Von Kevin Mc Loughlin

Ein Strassenmusiker (Glen Hansard) steht in der Grafton Street, der Einkaufsmeile Dublins, und spielt. Zeitgleich verkauft eine Tschechin (Markéta Irglová) in derselben Strasse Rosen. Am Abend auf dem Heimweg fällt ihr auf, dass der Musiker andere, ihr unbekannte Lieder spielt. Sie spricht ihn darauf an und erfährt, dass dies seine eigenen Kompositionen sind. Interessiert und von der Musik begeistert fragt sie, die eigentlich selber auch Musikerin ist, sich aber kein Klavier leisten kann in Irland, den irischen Musiker aus und erfährt unter anderem, dass dieser hauptberuflich Staubsauger repariert.
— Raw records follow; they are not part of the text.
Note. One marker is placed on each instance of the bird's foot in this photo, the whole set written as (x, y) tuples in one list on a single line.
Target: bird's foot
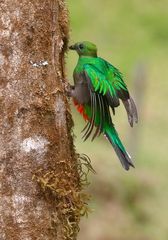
[(68, 89)]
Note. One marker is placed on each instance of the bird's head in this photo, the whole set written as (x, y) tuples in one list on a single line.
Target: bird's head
[(85, 49)]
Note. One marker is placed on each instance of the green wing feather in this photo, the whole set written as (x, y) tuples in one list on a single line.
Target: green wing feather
[(107, 80)]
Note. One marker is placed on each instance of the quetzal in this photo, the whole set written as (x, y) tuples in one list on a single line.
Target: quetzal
[(99, 86)]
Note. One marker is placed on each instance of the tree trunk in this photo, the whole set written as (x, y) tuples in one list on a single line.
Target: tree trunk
[(39, 178)]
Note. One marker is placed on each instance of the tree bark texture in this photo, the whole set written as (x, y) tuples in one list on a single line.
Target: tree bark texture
[(39, 178)]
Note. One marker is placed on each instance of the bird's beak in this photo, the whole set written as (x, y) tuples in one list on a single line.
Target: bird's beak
[(72, 47)]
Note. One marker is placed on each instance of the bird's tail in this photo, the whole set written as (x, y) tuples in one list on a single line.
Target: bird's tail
[(115, 141)]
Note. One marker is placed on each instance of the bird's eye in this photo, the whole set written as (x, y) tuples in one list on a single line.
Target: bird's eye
[(81, 46)]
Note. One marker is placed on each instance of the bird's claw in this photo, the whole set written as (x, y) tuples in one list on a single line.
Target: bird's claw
[(68, 89)]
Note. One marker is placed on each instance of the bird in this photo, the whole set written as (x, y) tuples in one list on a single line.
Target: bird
[(99, 87)]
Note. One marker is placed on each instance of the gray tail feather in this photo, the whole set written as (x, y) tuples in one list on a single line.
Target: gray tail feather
[(124, 157), (131, 109)]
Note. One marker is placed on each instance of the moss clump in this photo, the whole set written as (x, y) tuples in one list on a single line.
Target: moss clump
[(70, 200)]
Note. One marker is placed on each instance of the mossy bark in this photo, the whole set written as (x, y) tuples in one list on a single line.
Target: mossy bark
[(39, 180)]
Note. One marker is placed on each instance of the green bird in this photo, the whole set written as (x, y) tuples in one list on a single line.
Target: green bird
[(99, 86)]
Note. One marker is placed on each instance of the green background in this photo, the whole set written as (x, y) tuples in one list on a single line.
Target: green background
[(133, 36)]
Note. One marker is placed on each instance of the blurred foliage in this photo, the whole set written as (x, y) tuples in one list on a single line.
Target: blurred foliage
[(128, 205)]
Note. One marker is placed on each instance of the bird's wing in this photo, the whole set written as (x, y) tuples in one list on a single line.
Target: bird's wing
[(99, 108), (111, 85)]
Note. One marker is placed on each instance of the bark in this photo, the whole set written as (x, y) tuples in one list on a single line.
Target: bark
[(39, 180)]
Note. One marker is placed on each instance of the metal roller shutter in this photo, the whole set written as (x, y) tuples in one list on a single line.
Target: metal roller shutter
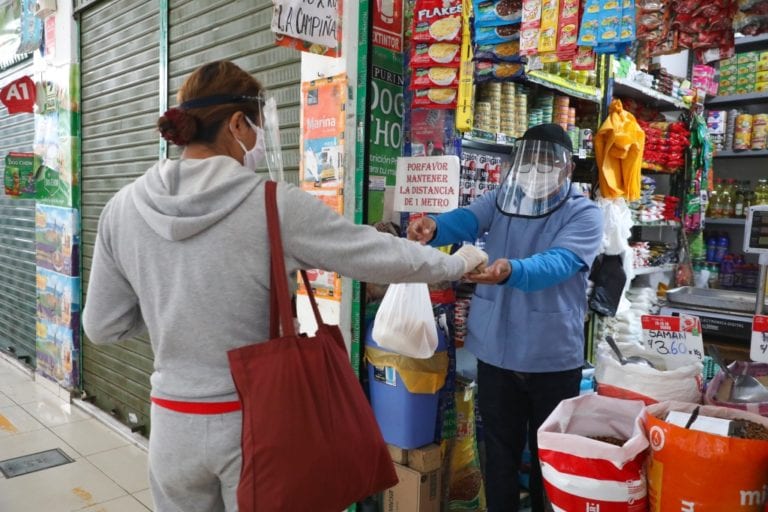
[(18, 300), (120, 95), (237, 31)]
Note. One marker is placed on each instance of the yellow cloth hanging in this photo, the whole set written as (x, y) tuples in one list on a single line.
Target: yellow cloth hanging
[(619, 151), (418, 375)]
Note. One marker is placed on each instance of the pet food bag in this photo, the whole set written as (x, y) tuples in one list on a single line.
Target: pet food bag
[(592, 450), (691, 469)]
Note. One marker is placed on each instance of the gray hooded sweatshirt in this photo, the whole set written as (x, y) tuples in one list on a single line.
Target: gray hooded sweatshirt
[(183, 253)]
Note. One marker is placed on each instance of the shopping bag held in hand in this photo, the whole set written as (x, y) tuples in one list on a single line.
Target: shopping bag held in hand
[(405, 322), (310, 440)]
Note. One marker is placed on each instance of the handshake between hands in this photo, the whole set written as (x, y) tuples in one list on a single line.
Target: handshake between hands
[(476, 268)]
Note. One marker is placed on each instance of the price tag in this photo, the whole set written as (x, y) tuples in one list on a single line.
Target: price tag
[(759, 349), (676, 338)]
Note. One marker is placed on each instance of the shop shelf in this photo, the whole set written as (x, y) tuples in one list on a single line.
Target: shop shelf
[(739, 99), (658, 223), (742, 154), (668, 267), (751, 42), (726, 221), (651, 97), (558, 83)]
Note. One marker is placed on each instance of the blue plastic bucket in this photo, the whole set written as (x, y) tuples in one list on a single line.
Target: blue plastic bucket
[(406, 419)]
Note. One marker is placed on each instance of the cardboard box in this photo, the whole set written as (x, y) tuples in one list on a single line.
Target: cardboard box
[(399, 455), (415, 492), (425, 459)]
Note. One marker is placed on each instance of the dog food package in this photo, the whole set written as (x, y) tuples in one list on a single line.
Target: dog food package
[(436, 21)]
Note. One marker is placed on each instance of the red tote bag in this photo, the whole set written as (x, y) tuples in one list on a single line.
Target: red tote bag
[(310, 440)]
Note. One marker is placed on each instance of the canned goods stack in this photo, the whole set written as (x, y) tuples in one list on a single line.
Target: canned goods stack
[(521, 112), (716, 126), (562, 104), (742, 137), (545, 103), (461, 311), (730, 128), (482, 115), (508, 109), (759, 131)]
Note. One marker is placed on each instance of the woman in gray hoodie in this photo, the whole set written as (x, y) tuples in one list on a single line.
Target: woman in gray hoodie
[(183, 253)]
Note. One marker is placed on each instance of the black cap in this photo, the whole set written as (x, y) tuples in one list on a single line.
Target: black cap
[(549, 133)]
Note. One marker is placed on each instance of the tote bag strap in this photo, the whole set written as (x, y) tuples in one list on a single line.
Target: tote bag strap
[(280, 298)]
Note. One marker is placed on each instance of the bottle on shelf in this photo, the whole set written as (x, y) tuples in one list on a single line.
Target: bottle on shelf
[(727, 272), (723, 244), (725, 198), (738, 200), (761, 191)]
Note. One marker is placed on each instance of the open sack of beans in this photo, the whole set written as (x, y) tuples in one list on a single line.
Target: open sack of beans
[(592, 449), (718, 463)]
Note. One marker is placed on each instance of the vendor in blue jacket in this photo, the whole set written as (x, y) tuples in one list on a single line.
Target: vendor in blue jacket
[(526, 319)]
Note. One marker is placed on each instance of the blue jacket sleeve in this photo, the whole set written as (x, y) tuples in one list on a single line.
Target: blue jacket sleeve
[(456, 226), (544, 269)]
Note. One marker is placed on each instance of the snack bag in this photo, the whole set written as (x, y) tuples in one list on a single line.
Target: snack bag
[(437, 21)]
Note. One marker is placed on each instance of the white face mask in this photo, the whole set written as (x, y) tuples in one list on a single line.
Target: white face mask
[(254, 157)]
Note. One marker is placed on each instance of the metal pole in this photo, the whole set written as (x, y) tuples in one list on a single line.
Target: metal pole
[(760, 303)]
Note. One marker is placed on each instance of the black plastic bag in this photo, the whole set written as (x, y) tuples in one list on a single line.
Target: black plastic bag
[(609, 279)]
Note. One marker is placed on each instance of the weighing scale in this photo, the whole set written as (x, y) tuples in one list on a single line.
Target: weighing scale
[(756, 242)]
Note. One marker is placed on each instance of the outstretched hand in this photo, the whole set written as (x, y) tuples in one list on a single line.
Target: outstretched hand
[(494, 273)]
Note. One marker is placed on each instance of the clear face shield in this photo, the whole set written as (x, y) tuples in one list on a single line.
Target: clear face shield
[(538, 181), (273, 150)]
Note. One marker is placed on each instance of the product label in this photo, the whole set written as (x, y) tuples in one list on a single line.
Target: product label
[(677, 338), (759, 348)]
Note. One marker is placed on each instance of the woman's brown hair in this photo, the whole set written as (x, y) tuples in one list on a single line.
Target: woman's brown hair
[(209, 96)]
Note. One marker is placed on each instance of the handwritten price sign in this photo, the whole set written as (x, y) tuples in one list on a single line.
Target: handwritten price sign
[(759, 349), (677, 338)]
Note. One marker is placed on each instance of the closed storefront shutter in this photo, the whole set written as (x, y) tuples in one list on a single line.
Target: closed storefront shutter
[(119, 103), (17, 237), (201, 31), (121, 84)]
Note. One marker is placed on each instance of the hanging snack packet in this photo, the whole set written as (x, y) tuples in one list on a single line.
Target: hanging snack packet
[(504, 52), (568, 29), (492, 13), (548, 30), (429, 78), (434, 98), (437, 21), (529, 28), (425, 55), (590, 23), (498, 72), (497, 35)]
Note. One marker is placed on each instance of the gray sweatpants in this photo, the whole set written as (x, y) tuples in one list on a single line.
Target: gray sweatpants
[(194, 461)]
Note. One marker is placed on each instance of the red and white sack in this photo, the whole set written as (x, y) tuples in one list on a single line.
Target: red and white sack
[(586, 474), (651, 385)]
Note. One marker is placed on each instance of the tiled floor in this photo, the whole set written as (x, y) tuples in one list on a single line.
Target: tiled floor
[(109, 473)]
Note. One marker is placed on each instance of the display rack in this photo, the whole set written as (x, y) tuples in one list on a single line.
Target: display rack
[(653, 98), (742, 154), (727, 221), (558, 83), (667, 267), (739, 99)]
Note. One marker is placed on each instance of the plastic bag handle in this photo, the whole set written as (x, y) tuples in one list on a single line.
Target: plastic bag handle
[(279, 297)]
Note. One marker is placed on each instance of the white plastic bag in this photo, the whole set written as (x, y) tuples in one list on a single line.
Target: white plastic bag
[(588, 474), (405, 322), (651, 385)]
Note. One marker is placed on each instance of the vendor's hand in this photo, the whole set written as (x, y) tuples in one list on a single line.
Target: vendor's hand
[(494, 273), (474, 258), (422, 230)]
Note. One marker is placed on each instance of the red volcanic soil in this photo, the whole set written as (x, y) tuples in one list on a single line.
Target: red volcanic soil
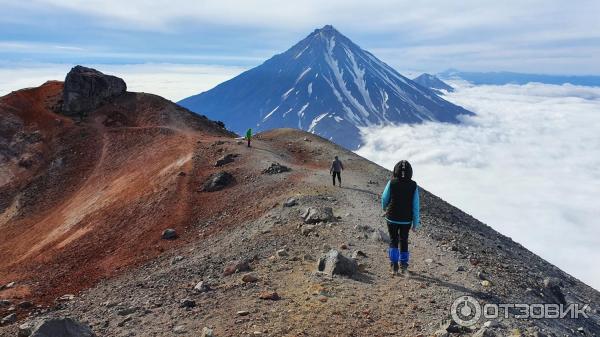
[(96, 195)]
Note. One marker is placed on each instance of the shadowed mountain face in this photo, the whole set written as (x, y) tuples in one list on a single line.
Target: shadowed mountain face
[(326, 85), (433, 83)]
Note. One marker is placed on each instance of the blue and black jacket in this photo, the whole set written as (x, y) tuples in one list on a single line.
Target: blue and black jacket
[(400, 198)]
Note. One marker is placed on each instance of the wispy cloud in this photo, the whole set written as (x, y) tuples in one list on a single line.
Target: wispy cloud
[(532, 35), (527, 165), (172, 81)]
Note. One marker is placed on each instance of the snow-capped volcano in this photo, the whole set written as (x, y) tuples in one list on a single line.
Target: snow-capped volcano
[(324, 84)]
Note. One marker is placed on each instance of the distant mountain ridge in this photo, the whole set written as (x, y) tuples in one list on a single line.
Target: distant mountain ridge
[(505, 77), (432, 82), (327, 85)]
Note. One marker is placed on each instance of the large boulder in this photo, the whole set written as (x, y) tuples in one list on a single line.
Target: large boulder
[(318, 214), (86, 89), (56, 327), (334, 263)]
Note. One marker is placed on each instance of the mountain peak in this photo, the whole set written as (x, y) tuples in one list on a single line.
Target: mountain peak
[(324, 84)]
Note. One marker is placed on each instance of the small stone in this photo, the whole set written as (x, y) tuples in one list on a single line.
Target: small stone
[(236, 267), (290, 202), (176, 259), (358, 253), (269, 295), (207, 332), (179, 329), (187, 303), (250, 278), (483, 276), (201, 287), (282, 253), (9, 319), (25, 305), (169, 234), (66, 298), (491, 324)]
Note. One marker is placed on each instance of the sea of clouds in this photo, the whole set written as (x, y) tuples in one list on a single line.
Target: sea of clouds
[(528, 164)]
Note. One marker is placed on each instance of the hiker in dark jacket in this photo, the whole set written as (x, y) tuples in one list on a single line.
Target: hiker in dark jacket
[(249, 136), (336, 170), (400, 200)]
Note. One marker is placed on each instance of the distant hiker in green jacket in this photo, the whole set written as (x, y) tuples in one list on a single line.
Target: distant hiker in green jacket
[(400, 200), (249, 136)]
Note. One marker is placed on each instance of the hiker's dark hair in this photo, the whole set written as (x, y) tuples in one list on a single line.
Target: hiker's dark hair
[(403, 170)]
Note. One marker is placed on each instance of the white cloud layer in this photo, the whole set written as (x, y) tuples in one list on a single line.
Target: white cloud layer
[(172, 81), (528, 165)]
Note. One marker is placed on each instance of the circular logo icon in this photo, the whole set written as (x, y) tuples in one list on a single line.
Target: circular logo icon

Da ihr Staubsauger defekt und er einverstanden ist, ihn zu reparieren, kommt sie am folgenden Tag mit ebendiesem defekten Gerät zu ihm zurück. Angetan von der Komik, die dieser Szene zu Grunde liegt, verbringt der Musiker mit der Immigrantin die Mittagspause und hört sie so zum ersten Mal an einem Klavier. Er ist begeistert von ihrem Können und beiden ist klar, dass sie musikalisch auf einer Wellenlänge sind. Der Musiker, der immer noch seiner Ex-Freundin nachtrauert und die Tschechin, die verheiratet aber unglücklich ist, beschliessen zusammen an seinen Kompositionen zu arbeiten. Sie merken jedoch beide ziemlich schnell, dass es nicht nur die Lieder sind, die sie verbindet und dass da mehr zwischen ihnen ist, als nur die Liebe zur Musik.

© Studio / Produzent
© Studio / Produzent

Die grosse Stärke des Filmes liegt darin, dass vieles nur angedeutet wird und sich die Handlung nicht mit grossen dramatischen Momenten aufzuputschen versucht. Die oft improvisierten Dialoge wirken lebensecht und gerade dieses übermittelte Gefühl der Authentizität ist es, was den Film so einzigartig und bezaubernd macht. Die selbst komponierten Lieder – Hansard ist Leadsänger der in Irland schon lange berühmten Band ‘The Frames’ – und die geschickt gesetzten Akzente in den Aufnahmen der Stadt Dublin verleihen dem Film eine poetische Ader, die wohl nicht zuletzt für den Erfolg von “Once” mitverantwortlich ist.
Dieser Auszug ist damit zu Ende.